Birney et al. (The ENCODE Consortium) 2012) An integrated encyclopedia of DNA elements in the human genome. Nature 489:57–74. [doi: 10.1038/nature11247]

Kellis, M. et al. (2014) Defining functional DNA elements in the human genome. Proc. Natl. Acad. Sci. (USA) April 24, 2014 published online [doi: 10.1073/pnas.1318948111 ]

81 comments:

Matt GSaturday, May 10, 2014 8:32:00 AM
It is very discouraging when the two most prominent science journals play games like this. Newspapers like the New York Times and the Washington Post have been slipping for years, but I naively expected science journals to maintain their integrity.

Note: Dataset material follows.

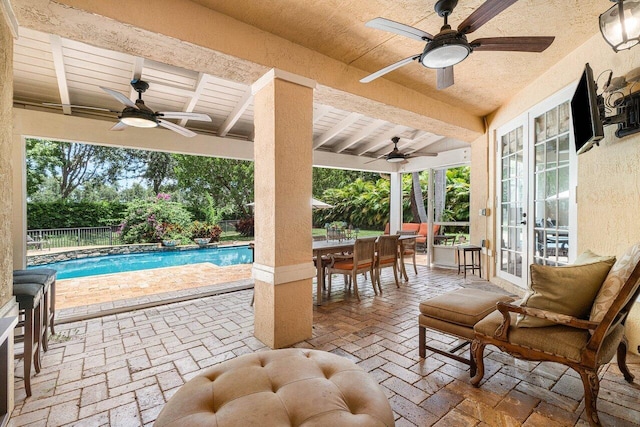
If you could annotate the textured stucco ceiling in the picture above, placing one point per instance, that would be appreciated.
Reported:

Humans have thousands of cell types? I thought the number was around 200.
ReplyDelete
Replies
Piotr GąsiorowskiSaturday, May 10, 2014 3:30:00 PM
411, according to this source
ReplyDelete
Replies
Robert ByersSunday, May 11, 2014 8:25:00 PM
The thing about this is the equation for error.
If Nature was wrong, or its critics, then why couldn't there be more error??
How could Nature be wrong if they chose scientists?? How could THOSE scientists bev wrong?
Science is about methodology to eliminate error BEFORE conclusions are strongly stated.
I wonder if they could be wrong as rain about other things?? Hmmm.
ReplyDelete
Replies
UnknownSunday, May 11, 2014 10:52:00 PM
Robert, scientists are as prone to error as anybody else. Peer review is aimed at catching these errors, but it is far from a perfect system. But where science is strong is that it is constantly being tested.

Yes, wrong theories often sneak in. But, eventually, the evidence against them builds up to the point where they must be discarded.
ReplyDelete
Replies
Fil SalustriMonday, May 12, 2014 1:03:00 AM
It sounds to me like among all the actors in the ENCODE affair may be Co fusing "behaviour" with "function." I come at this from outside the discipline, but even in my area (engineering design) there is often confusion between the two concepts. I wonder if this helps explain any of it.
ReplyDelete
Replies
Michael A. PhillipsMonday, May 12, 2014 8:13:00 AM
I wonder if we should re-consider the usefulness of the term 'function'. It has always bothered me because it implies agency and we simply have no proof of that. Wouldn't it be better to talk in terms of the 'properties' of an enzyme or regulatory sequence rather than its function if we don't want to imply 'purpose', which the term function clearly does?

'Behavior', as mentioned by Filippo above, also seems like a better way of describing the properties of complex molecules in biology.
ReplyDelete
Replies
Tom MuellerMonday, May 12, 2014 8:54:00 AM
oops - so sorry for the double posting... I had meant to post here.

I suggest we stop using the expression ‘junk DNA’. My study is not filled with ‘junk’ as understood in the sense of trash or garbage.(my wife may disagree) Consider such DNA as collateral miscellany, bric-a brac useful in its own way when the occasion rises.

Other teachers may have more Spartan study rooms than I; and they manage to get their work done their own way; meanwhile I get my work done, my way.

I am always fascinated by human chimp karyotype similarities? Why should karyotypes remain so similar after 7 million years? If all that non-coding DNA is conserved, it just stands to reason it must have some importance!

The suggestion that "excess" DNA (lungfish have 40x as much compared to humans, for instance) might play a structural role or determine other cellular parameters under selection has long been accepted, even by so-called "junk" supporters such as Ford Doolittle.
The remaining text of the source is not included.